March 14, 2008
With baseball season approaching, area physicians anticipate seeing an increase in shoulder and elbow injuries in young athletes. "Overuse injuries are a very common problem for young athletes, particularly throwing athletes," explained orthopedic surgeon and sports medicine specialist Gregory Primus, MD, of Advocate South Suburban Hospital in Hazel Crest, Ill. "Athletes, parents, and coaches can take steps to prevent over-use injuries by recognizing the symptoms and understanding the importance of proper technique."
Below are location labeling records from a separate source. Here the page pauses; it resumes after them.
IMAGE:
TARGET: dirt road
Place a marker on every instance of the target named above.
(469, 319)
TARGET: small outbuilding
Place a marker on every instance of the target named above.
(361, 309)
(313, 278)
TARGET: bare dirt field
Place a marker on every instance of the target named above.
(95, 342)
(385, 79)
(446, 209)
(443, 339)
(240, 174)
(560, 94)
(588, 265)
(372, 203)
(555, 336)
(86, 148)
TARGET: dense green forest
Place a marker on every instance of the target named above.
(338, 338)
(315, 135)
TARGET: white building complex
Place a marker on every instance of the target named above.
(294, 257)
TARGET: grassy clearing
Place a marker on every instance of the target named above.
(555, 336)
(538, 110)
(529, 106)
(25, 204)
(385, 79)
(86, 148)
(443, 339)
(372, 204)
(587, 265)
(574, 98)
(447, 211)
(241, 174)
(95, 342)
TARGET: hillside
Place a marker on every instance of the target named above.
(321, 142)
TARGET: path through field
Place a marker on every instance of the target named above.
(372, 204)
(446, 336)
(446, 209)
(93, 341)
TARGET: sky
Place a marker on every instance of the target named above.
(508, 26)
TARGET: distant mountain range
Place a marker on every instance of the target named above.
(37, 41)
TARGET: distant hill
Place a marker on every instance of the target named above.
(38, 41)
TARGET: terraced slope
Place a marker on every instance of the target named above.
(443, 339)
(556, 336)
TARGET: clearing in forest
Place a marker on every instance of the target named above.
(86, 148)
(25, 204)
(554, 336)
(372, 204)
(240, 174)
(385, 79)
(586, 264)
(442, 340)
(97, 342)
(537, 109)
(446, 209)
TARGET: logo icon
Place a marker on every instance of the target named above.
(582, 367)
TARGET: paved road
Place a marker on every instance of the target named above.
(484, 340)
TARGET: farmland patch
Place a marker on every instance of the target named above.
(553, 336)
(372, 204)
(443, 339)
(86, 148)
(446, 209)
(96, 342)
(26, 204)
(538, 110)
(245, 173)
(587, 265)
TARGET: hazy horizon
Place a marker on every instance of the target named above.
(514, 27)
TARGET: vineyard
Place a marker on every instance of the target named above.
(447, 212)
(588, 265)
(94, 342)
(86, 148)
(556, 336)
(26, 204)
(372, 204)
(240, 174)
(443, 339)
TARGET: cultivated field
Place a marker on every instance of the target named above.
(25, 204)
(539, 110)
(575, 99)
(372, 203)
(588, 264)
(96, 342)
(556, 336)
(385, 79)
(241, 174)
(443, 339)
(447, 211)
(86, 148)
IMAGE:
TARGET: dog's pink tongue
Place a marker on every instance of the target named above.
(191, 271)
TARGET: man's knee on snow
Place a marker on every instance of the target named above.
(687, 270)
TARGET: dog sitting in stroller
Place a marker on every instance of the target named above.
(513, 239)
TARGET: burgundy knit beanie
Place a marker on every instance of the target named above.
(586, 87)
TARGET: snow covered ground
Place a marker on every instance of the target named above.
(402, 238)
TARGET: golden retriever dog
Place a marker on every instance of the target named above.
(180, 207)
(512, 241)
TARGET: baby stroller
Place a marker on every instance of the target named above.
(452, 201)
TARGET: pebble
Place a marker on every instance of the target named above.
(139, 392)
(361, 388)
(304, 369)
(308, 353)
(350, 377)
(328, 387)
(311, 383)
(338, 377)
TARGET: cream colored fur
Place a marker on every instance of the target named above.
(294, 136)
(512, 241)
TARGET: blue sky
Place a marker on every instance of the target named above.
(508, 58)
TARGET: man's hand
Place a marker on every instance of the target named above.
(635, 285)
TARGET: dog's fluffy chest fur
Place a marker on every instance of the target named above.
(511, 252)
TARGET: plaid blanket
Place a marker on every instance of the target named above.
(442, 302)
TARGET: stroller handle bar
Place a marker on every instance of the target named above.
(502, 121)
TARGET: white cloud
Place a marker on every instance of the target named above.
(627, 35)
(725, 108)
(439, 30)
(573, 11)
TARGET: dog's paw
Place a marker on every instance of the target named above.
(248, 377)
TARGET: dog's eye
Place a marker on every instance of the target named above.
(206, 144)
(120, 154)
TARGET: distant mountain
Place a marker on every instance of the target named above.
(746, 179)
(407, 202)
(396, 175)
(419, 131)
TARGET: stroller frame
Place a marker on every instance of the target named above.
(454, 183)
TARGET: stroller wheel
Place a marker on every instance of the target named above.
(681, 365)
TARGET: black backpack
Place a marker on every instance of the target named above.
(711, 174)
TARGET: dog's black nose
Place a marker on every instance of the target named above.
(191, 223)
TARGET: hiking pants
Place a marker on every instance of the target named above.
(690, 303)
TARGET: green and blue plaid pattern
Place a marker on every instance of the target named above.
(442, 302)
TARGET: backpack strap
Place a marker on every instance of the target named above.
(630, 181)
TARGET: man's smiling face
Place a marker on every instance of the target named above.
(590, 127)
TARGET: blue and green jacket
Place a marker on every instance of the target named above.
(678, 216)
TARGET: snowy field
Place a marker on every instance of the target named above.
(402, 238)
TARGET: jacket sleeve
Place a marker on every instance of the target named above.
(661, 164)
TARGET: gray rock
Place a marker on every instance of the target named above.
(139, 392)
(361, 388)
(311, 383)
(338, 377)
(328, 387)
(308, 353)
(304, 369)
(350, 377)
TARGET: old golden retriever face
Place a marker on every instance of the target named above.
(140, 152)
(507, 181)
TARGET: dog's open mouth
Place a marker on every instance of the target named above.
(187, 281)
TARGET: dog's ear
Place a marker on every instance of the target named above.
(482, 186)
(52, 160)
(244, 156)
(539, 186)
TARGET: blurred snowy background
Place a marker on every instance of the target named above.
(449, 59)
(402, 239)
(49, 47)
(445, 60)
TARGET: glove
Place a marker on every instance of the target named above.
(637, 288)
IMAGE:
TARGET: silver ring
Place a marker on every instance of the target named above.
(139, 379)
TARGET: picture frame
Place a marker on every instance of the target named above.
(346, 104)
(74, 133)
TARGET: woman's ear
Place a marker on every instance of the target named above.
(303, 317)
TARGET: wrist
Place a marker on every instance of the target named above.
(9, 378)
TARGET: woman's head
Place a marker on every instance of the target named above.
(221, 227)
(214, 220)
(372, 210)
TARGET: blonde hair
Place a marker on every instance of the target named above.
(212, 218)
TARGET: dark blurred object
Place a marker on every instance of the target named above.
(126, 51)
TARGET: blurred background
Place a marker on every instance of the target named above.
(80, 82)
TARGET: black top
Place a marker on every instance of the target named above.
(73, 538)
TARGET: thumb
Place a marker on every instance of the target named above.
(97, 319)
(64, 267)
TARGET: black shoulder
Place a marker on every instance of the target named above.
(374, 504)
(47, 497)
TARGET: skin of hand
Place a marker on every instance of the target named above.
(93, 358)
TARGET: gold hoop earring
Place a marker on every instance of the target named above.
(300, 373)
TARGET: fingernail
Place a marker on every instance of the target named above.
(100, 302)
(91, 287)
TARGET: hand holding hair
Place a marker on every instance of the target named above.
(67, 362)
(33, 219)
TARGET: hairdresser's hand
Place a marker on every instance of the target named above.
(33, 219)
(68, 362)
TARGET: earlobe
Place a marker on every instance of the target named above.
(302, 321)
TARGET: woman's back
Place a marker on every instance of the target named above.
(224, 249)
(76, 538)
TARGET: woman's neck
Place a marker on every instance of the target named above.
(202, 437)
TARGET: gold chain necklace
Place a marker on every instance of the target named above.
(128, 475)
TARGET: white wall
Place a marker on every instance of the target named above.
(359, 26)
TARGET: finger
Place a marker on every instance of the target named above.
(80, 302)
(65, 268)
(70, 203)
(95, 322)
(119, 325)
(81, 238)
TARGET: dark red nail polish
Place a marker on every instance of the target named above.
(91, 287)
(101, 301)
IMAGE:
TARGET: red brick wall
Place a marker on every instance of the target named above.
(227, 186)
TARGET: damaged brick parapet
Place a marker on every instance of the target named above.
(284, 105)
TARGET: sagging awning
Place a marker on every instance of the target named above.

Overuse injuries can occur in any sport, but are particularly common in young baseball pitchers whose bodies are still developing. "Pitching is not a natural movement for the arm and forces stress on both the elbow and shoulder," Primus explains. "Throwing a high pitch count that is unregulated can cause damage and inflammation to the growth plates in the arm. This is known as little leaguer’s elbow or shoulder."
According to the American Academy of Orthopedic Surgeons (AAOS) this condition occurs when repetitive throwing creates an excessively strong pull on the tendons and ligaments of the elbow or shoulder. Continued pulling can stress the ligament and tendons attachments to bone resulting in abnormal bone growth, small tears, or at worst deformity.
"When little league elbow occurs, there is pain on the inside of the elbow," Primus explains. "At the first sign of pain or any restriction in the range of motion, the player should consult a sports medicine physician. Another symptom to note is if the child’s elbow joint locks when he or she throws."
In rare cases, it may be necessary to discontinue pitching for a short period in order to prevent further damage and start the healing process. "Over-use injuries can be serious if the condition is not addressed early," Primus says. "If the child does not take a break from throwing, his or her future ability to play the sport may be jeopardized. Serious complications can arise if the arm is not rested and treated."
In most cases, over-use injuries can be treated with rest and icing of the affected area. "The athlete must not resume the activity until the pain is entirely gone," Primus says. "Apply an ice pack to the affected area for 15 to 20 minutes, four to five times a day until the pain dissipates."
A physical therapy plan will aid healing and get the child back in the game. "The child should work with his or her doctor to develop a plan with both strengthening and range of motion exercises," Primus says. "When returning to throwing, the child must ease into the activity. The coach should be involved with developing a plan to gradually increase the numbers of pitches the player can make." In extreme cases, some children may require surgery to repair damage. "Prevention is really key in avoiding over-use injuries," Primus says. "Young athletes need to be trained in proper technique and form. They should always warm-up and stretch their muscles before pitching in practice or a game."
Pitchers must limit the number of pitches that are thrown in a week. While there are not nationally standardized limits, most club leagues have set guidelines. "Coaches need to carefully track of the number of pitches thrown by young players," Primus explains.
Primus also wants to remind young athletes to play for fun and not let competitiveness get in the way of safety. "Club sports are very competitive and some athletes might not speak up if they are feeling pain because they don’t want to miss playing time," Primus says. "What they have to remember is that the longer they wait to treat an injury, the more serious it will become. In the end, this is going to lead to even more missed playing time."